If you have a casing ground on the sensor, the sensor is bad ...if NO , then I can give you the Temp/Ohms chart for sensor calobration verification...

Another tip I will give you is many guys bridge the pigtail sensor right where I had you jumper test it with a two wire cord that they bring back into the cabin with a toggle switch...that gives the operator a manual over-ride for additional air-flow from the low fan any time one deems it needed..[ like towing or extreme traffic conditions, etc]..this over-ride does nor affect the a/c low fan circuit, but gives you that added air control manually..something to consider.

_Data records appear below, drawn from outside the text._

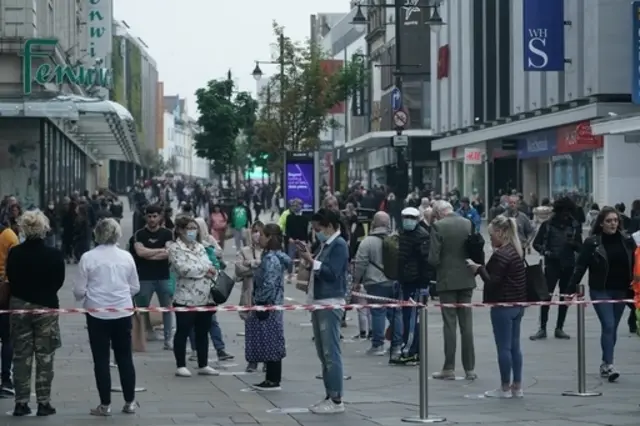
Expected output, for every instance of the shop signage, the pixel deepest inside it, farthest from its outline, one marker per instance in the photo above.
(635, 53)
(578, 137)
(58, 74)
(543, 35)
(542, 144)
(473, 156)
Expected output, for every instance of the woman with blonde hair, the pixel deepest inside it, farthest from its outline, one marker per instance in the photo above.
(505, 280)
(35, 272)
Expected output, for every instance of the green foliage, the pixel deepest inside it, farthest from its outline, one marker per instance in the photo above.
(227, 125)
(296, 102)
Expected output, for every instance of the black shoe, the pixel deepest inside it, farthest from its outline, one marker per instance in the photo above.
(21, 409)
(45, 410)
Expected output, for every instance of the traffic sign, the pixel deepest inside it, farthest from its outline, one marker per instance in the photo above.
(400, 141)
(400, 118)
(396, 99)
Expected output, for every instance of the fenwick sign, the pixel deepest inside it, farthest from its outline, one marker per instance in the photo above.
(58, 74)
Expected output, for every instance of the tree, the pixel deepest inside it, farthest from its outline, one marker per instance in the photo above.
(296, 104)
(222, 117)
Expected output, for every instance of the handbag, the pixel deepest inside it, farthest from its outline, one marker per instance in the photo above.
(537, 290)
(222, 288)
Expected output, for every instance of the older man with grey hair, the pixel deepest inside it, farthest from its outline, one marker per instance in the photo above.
(369, 273)
(455, 284)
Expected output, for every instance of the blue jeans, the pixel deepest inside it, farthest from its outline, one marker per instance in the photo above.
(609, 315)
(410, 323)
(506, 331)
(216, 335)
(326, 333)
(162, 290)
(380, 315)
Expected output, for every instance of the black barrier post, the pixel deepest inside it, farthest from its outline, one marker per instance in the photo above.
(423, 376)
(582, 363)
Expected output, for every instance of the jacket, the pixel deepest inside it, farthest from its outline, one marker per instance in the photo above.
(448, 253)
(504, 277)
(368, 256)
(594, 258)
(413, 253)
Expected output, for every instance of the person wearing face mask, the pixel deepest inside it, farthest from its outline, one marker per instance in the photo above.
(194, 274)
(608, 255)
(414, 276)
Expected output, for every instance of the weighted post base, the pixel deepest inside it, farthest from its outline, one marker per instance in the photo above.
(426, 420)
(581, 394)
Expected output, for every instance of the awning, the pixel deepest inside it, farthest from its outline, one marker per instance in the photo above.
(104, 128)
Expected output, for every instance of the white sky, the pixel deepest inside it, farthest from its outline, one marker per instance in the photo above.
(194, 41)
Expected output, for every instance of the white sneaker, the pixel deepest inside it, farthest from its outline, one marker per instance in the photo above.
(499, 393)
(183, 372)
(327, 407)
(208, 371)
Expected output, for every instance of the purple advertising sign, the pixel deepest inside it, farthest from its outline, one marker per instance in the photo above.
(300, 184)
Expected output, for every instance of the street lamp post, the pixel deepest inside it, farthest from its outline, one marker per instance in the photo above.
(435, 22)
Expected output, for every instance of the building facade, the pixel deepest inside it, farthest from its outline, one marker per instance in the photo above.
(57, 126)
(513, 113)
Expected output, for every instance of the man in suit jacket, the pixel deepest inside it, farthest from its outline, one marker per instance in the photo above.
(455, 284)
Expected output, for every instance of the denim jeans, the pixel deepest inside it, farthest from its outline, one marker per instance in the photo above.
(506, 324)
(380, 315)
(609, 315)
(410, 323)
(143, 299)
(216, 335)
(326, 333)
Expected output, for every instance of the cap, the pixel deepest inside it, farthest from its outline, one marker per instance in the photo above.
(410, 212)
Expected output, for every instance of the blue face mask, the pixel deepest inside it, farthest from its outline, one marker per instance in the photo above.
(409, 224)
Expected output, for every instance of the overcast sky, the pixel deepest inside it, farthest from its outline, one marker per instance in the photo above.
(194, 41)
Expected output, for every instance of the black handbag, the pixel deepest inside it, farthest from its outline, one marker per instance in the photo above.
(537, 290)
(222, 288)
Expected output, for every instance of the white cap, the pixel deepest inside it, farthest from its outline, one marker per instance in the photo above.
(410, 212)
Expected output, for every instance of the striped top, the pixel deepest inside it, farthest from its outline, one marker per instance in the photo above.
(504, 276)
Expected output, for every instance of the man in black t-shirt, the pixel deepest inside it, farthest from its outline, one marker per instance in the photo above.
(152, 262)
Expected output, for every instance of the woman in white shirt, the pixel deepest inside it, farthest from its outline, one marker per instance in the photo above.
(108, 279)
(194, 277)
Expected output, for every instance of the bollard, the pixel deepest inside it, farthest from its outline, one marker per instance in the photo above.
(582, 362)
(423, 379)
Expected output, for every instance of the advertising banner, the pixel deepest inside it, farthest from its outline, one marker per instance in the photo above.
(543, 27)
(300, 184)
(635, 54)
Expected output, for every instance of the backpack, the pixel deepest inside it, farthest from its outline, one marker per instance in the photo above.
(390, 254)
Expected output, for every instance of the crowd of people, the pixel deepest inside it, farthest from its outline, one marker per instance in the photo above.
(429, 249)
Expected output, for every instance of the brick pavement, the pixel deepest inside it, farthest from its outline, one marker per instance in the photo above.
(377, 394)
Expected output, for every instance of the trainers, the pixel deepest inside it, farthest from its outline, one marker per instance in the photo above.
(267, 386)
(224, 356)
(499, 393)
(541, 334)
(21, 409)
(130, 407)
(328, 406)
(183, 372)
(101, 411)
(45, 410)
(208, 371)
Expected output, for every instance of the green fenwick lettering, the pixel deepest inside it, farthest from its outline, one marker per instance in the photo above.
(58, 74)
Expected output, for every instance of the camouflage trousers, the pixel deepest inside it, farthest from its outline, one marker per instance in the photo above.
(33, 336)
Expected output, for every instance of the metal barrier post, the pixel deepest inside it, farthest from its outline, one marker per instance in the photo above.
(582, 363)
(423, 379)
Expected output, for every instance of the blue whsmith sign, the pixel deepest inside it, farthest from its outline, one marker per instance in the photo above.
(543, 27)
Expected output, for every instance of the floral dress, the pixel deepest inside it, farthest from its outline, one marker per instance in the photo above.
(264, 331)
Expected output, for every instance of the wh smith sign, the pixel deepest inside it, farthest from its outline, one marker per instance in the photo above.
(543, 26)
(635, 55)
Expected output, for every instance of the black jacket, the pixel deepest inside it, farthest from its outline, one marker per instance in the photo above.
(559, 241)
(593, 257)
(413, 253)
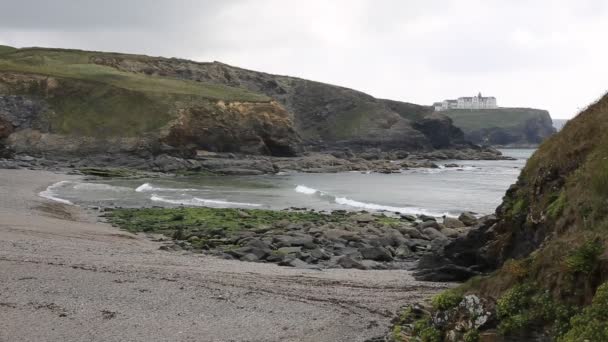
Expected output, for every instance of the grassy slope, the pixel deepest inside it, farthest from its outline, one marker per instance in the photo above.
(473, 120)
(96, 100)
(562, 193)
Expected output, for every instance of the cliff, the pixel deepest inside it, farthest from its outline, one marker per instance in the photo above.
(503, 126)
(72, 101)
(541, 262)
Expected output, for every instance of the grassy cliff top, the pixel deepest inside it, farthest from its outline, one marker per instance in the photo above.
(77, 64)
(473, 120)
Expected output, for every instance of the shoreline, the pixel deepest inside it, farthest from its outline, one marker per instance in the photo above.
(107, 279)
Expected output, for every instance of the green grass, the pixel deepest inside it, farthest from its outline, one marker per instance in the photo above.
(6, 49)
(473, 120)
(100, 101)
(42, 65)
(168, 220)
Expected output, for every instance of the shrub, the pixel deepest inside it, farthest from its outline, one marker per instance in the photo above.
(425, 331)
(523, 306)
(557, 206)
(446, 300)
(584, 258)
(592, 323)
(471, 336)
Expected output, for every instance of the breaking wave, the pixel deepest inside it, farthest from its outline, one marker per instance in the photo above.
(50, 193)
(200, 202)
(147, 187)
(306, 190)
(100, 187)
(364, 205)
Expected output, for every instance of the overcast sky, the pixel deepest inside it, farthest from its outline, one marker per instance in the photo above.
(544, 54)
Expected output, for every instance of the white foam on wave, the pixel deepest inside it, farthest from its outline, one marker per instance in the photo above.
(147, 187)
(50, 193)
(200, 202)
(380, 207)
(100, 187)
(306, 190)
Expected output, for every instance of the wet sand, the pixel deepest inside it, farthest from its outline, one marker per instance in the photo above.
(65, 277)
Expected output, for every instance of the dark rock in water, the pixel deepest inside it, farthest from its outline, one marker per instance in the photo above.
(430, 224)
(403, 252)
(468, 218)
(411, 232)
(275, 257)
(289, 250)
(348, 262)
(410, 218)
(434, 234)
(260, 253)
(297, 240)
(376, 254)
(364, 218)
(249, 257)
(426, 218)
(451, 222)
(445, 273)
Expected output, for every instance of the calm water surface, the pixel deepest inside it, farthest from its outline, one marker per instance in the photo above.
(476, 186)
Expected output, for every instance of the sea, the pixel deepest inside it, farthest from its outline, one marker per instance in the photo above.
(474, 185)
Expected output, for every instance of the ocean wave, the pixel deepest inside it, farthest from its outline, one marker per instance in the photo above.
(100, 187)
(50, 193)
(306, 190)
(147, 187)
(380, 207)
(200, 202)
(365, 205)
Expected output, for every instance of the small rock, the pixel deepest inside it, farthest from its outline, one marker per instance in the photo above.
(451, 222)
(376, 254)
(434, 234)
(468, 218)
(347, 262)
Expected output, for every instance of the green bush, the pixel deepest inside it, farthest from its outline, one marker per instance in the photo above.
(584, 258)
(471, 336)
(592, 323)
(425, 331)
(446, 300)
(557, 206)
(523, 306)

One of the most common mis-diagnosed complaints I see with engine overheat when car is at idle or in traffic w/ac on is the low fan does not come ON simply b/c the refrig is low...but it is border-line low, meaning you have a/c cooling , but b/c you do not have quite enough to trigger the low fan when the car is not moving, the coolant temp rises by passive heat load exchange from the a/c condenser to the RADIATOR ...so guys see an over- heat condition and start all kinds of thermostat and radiator changes ,water pumps, etc,...when the proper diagnosis is the refrig level is slightly low, causing no low fan b/c of cut-in spec of sensor...simple as that..no airflow over condenser/radiator when it is needed the most...even some Techs miss that one.............
__________________
A Dalton

Last edited by Arthur Dalton; 09-15-2008 at 03:51 PM.